|
|
|
|
|
by avalys
152 days ago
|
|
This is a great example of how patronizing policies developed by intellectual authorities backfire in the real world. The premise is, the general population is too stupid to do the right thing themselves and need to be reminded of the drought by being inconvenienced by completely ineffective performative policies. All this actually does in practice is diminish trust in authorities to make good decisions. If the drought policies are bogus, which other ones are too? Fuel economy standards? Air quality? OSHA? Instead of this nonsense - just allow the market to set the price of water based on what’s available.
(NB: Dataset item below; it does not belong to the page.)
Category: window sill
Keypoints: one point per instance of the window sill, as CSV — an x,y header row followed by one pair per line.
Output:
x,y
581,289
Of course, the answer there is usually “Oh but there are special interests that need to be able to consume as much water as they want without paying more for it, even in a drought!” And thus as usual the problem is not the personal conduct of individual citizens but corrupt and spineless politicians who are not actually interested in solving any problems. |
|
There is a base amount of water that everybody uses as a basic necessity, and then there is water used on top of that for water hungry lawns that is not. If all you can do is set a flat, non-progressive, water usage rate, the wealthy people who use a disproportionate amount of water will not change their behavior.
The same anti-tax Republicans who gave California the disastrous Proposition 13 also gave us Proposition 218. The people in charge of water policy know what they're doing better than you do, but their hands are tied by the voters. https://www.ppic.org/blog/prop-218s-ongoing-impacts-on-calif...
I'm always surprised when people think they know something better than the professionals and just complain about it to other non-professionals. Just explain your idea to the professionals. If it's actually reasonable, they will change what they do. I have done this successfully with local governments many times.